Home > Science > Rationality- From AI to Zombies > Page 33
Rationality- From AI to Zombies Page 33

by Eliezer Yudkowsky


  After she said “I believe people are nicer than they are,” I asked, “So, are you consistently surprised when people undershoot your expectations?” There was a long silence, and then, slowly: “Well . . . am I surprised when people . . . undershoot my expectations?”

  I didn’t understand this pause at the time. I’d intended it to suggest that if she was constantly disappointed by reality, then this was a downside of believing falsely. But she seemed, instead, to be taken aback at the implications of not being surprised.

  I now realize that the whole essence of her philosophy was her belief that she had deceived herself, and the possibility that her estimates of other people were actually accurate, threatened the Dark Side Epistemology that she had built around beliefs such as “I benefit from believing people are nicer than they actually are.”

  She has taken the old idol off its throne, and replaced it with an explicit worship of the Dark Side Epistemology that was once invented to defend the idol; she worships her own attempt at self-deception. The attempt failed, but she is honestly unaware of this.

  And so humanity’s token guardians of sanity (motto: “pooping your deranged little party since Epicurus”) must now fight the active worship of self-deception—the worship of the supposed benefits of faith, in place of God.
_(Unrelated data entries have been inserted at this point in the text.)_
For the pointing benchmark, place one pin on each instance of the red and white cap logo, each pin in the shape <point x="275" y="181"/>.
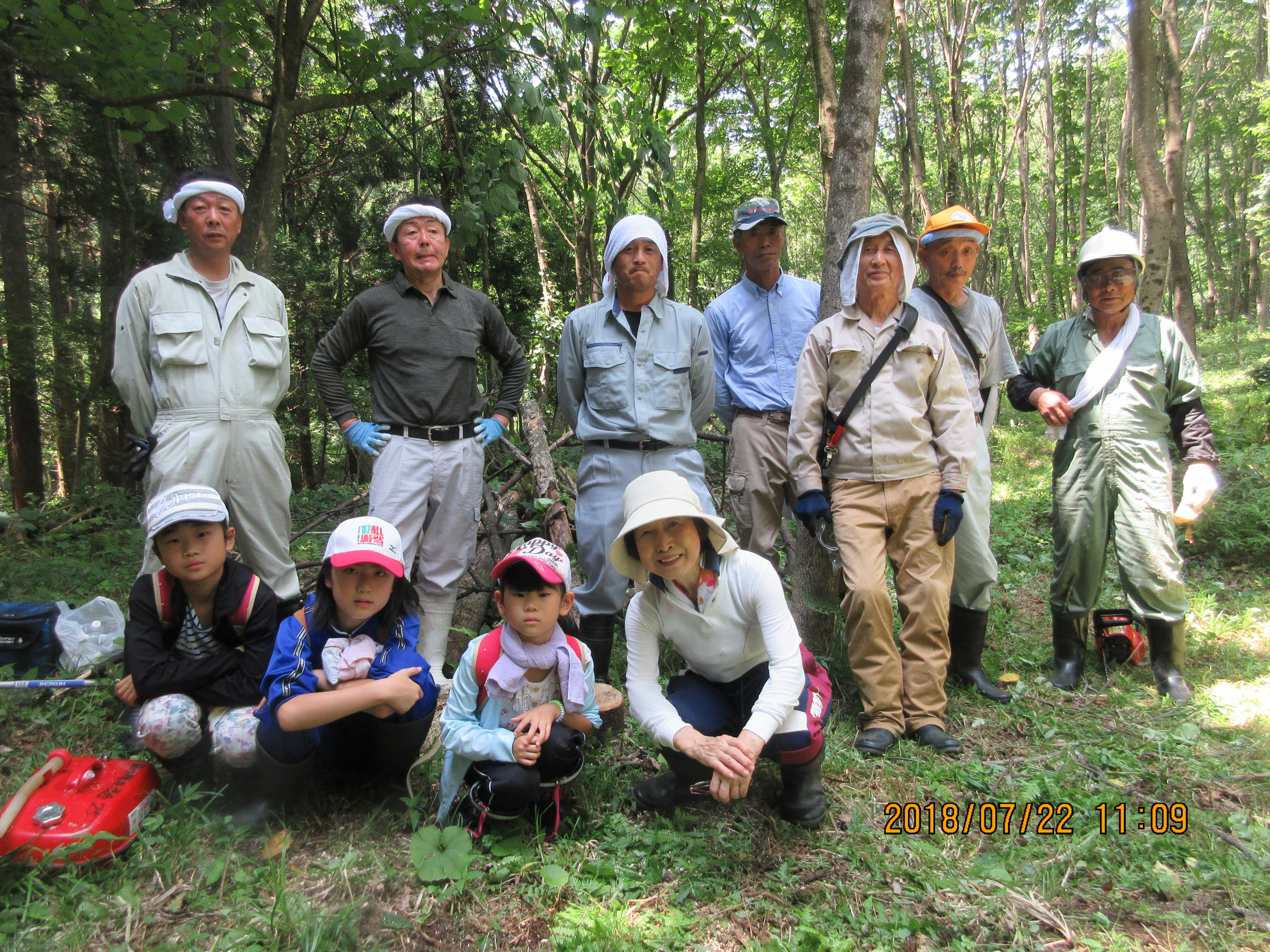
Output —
<point x="366" y="540"/>
<point x="547" y="558"/>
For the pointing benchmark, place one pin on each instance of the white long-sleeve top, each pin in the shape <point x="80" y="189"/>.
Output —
<point x="745" y="624"/>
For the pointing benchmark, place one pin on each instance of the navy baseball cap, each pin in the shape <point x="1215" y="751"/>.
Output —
<point x="755" y="211"/>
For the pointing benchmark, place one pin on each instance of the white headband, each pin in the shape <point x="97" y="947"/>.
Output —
<point x="404" y="213"/>
<point x="630" y="229"/>
<point x="196" y="188"/>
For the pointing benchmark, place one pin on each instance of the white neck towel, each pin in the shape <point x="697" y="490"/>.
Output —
<point x="851" y="268"/>
<point x="637" y="226"/>
<point x="1103" y="369"/>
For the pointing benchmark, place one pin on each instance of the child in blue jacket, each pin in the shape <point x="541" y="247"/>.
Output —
<point x="346" y="689"/>
<point x="524" y="697"/>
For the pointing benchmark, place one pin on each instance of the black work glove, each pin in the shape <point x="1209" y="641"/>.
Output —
<point x="142" y="450"/>
<point x="948" y="516"/>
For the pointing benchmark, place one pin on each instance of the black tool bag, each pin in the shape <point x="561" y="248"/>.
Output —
<point x="28" y="638"/>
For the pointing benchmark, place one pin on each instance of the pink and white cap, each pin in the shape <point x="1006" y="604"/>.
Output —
<point x="366" y="540"/>
<point x="547" y="558"/>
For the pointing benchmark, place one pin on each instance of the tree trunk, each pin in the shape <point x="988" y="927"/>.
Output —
<point x="1144" y="71"/>
<point x="26" y="461"/>
<point x="1175" y="168"/>
<point x="868" y="31"/>
<point x="826" y="84"/>
<point x="699" y="187"/>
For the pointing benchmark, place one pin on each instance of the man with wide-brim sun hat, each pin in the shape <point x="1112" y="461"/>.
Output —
<point x="750" y="690"/>
<point x="1116" y="385"/>
<point x="949" y="249"/>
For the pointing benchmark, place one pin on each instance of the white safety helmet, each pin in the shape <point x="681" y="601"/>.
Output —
<point x="1111" y="243"/>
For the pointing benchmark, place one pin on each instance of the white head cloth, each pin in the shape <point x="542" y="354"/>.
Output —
<point x="629" y="229"/>
<point x="196" y="188"/>
<point x="1103" y="370"/>
<point x="404" y="213"/>
<point x="851" y="266"/>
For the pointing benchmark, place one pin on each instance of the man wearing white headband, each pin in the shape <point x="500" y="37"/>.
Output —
<point x="635" y="381"/>
<point x="896" y="484"/>
<point x="202" y="361"/>
<point x="949" y="248"/>
<point x="421" y="332"/>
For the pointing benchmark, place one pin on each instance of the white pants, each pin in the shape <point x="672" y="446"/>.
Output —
<point x="975" y="572"/>
<point x="435" y="488"/>
<point x="602" y="478"/>
<point x="244" y="460"/>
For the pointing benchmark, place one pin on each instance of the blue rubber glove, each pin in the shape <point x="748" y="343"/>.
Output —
<point x="366" y="436"/>
<point x="948" y="516"/>
<point x="489" y="429"/>
<point x="812" y="506"/>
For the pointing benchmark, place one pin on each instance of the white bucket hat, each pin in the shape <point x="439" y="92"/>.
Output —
<point x="660" y="496"/>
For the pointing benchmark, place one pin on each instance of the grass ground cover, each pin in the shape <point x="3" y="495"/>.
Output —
<point x="346" y="875"/>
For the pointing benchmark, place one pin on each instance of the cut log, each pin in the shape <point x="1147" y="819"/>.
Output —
<point x="613" y="709"/>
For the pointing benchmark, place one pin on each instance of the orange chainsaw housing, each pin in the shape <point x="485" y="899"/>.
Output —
<point x="87" y="812"/>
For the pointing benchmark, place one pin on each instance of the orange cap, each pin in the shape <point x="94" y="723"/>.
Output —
<point x="953" y="218"/>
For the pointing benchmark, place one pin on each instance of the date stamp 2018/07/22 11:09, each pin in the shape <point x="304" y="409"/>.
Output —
<point x="1041" y="819"/>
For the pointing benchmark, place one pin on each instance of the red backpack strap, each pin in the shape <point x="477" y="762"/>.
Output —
<point x="488" y="653"/>
<point x="164" y="586"/>
<point x="243" y="614"/>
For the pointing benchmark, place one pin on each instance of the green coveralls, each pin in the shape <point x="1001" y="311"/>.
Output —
<point x="1113" y="474"/>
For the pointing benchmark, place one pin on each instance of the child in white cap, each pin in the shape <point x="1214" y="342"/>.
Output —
<point x="524" y="697"/>
<point x="199" y="640"/>
<point x="346" y="689"/>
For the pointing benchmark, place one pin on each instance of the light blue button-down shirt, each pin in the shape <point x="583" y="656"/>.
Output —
<point x="759" y="338"/>
<point x="613" y="385"/>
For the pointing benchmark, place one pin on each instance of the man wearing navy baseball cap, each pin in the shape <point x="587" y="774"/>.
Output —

  This actually explains a fact about myself that I didn’t really understand earlier—the reason why I’m annoyed when people talk as if self-deception is easy, and why I write entire essays arguing that making a deliberate choice to believe the sky is green is harder to get away with than people seem to think.

  It’s because—while you can’t just choose to believe the sky is green—if you don’t realize this fact, then you actually can fool yourself into believing that you’ve successfully deceived yourself.

  And since you then sincerely expect to receive the benefits that you think come from self-deception, you get the same sort of placebo benefit that would actually come from a successful self-deception.

  So by going around explaining how hard self-deception is, I’m actually taking direct aim at the placebo benefits that people get from believing that they’ve deceived themselves, and targeting the new sort of religion that worships only the worship of God.

  Will this battle, I wonder, generate a new list of reasons why, not belief, but belief in belief, is itself a good thing? Why people derive great benefits from worshipping their worship? Will we have to do this over again with belief in belief in belief and worship of worship of worship? Or will intelligent theists finally just give up on that line of argument?

  I wish I could believe that no one could possibly believe in belief in belief in belief, but the Zombie World argument in philosophy has gotten even more tangled than this and its proponents still haven’t abandoned it.

  *

  1. Ludwig Wittgenstein, Philosophical Investigations, trans. Gertrude E. M. Anscombe (Oxford: Blackwell, 1953).

  2. Terry Pratchett, Maskerade, Discworld Series (ISIS, 1997).

  85

  Moore’s Paradox

  Moore’s Paradox is the standard term for saying “It’s raining outside but I don’t believe that it is.” Hat tip to painquale on MetaFilter.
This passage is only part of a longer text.